Сэм Грегори забастовал в одиночестве. На паровом пароходе «Чертополох», который ходил через Ист-Ривер между Манхеттаном и Бруклином, было всего четверо служащих: машинист Том Белл, штурвальный Годфри, кочегар-негр Эл Кимбс и «мальч при машине» Сэм.

Кимбс отказался бастовать, потому что был негром.

— Сами понимаете, масса Сэм, — сказал он солидно, — если я начну бастовать, то меня закуют в кандалы и продадут на Юг, хотя я и свободный негр. Не наше дело соваться в дела белых.

Штурвальный Годфри отказался от забастовки, потому что у него было шестеро детей и больная мать.

Машинист Белл помолчал, подымил трубкой и, наконец, произнёс:

— Сэм, если ты думаешь испугать хозяина забастовкой, дела твои дрянь. Старик Корни просто засадит тебя в тюрьму. — Ты видел, что делается на Манхеттане?

Паромщики очень хорошо знали все городские нью-йоркские происшествия.
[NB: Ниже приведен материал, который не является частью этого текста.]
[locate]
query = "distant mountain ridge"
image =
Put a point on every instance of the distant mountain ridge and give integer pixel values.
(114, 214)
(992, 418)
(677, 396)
Приближаясь к набережной Манхеттана в сизой утренней дымке, они издали видели, что набережная пуста и охраняется нарядом полиции в плоских фуражках и длинных мундирах с медными пуговицами. В Нью-Йорке бастовали рабочие обувных и швейных мастерских. Узкие улицы «нижнего города» были заняты отрядами солдат. Никакие скопления людей на улицах не допускались. Людей разгоняли прикладами.

— Корни — это зараза, — запальчиво сказал шестнадцатилетний Сэм Грегори.

— Согласен, — подтвердил Том Белл. — Именно поэтому забастовки паромщиков Корни не допустит. Мало того что он вытряхнет нас всех с «Чертополоха»! Он наймёт на наше место голодных иммигрантов, которые на прошлой неделе приехали из Европы и теперь готовы наняться куда угодно за одну кукурузную лепёшку в день.

— Тогда я буду бастовать один! — сказал Сэм. — Это страна свободных, и мы посмотрим, кто сильнее: Сэм Грегори или Корнелиус Вандербильт!

У Корнелиуса Вандербильта в то время было пятнадцать миллионов долларов. Ему принадлежали все нью-йоркские паромы. У Сэма Грегори было всего две пары штанов. Одна из них с клеймом «Крупитчатая мука» была сшита из старых мешков. Вторая, праздничная, была перешита из воскресных брюк его отца Руфуса Грегори, который когда-то служил штурвальным на том же «Чертополохе».

Сэм явился в контору мистера Вандербильта после обеденного перерыва в воскресных брюках. Хозяин сидел в своём кабинете за столом и играл в карты со своим секретарём Харлендом.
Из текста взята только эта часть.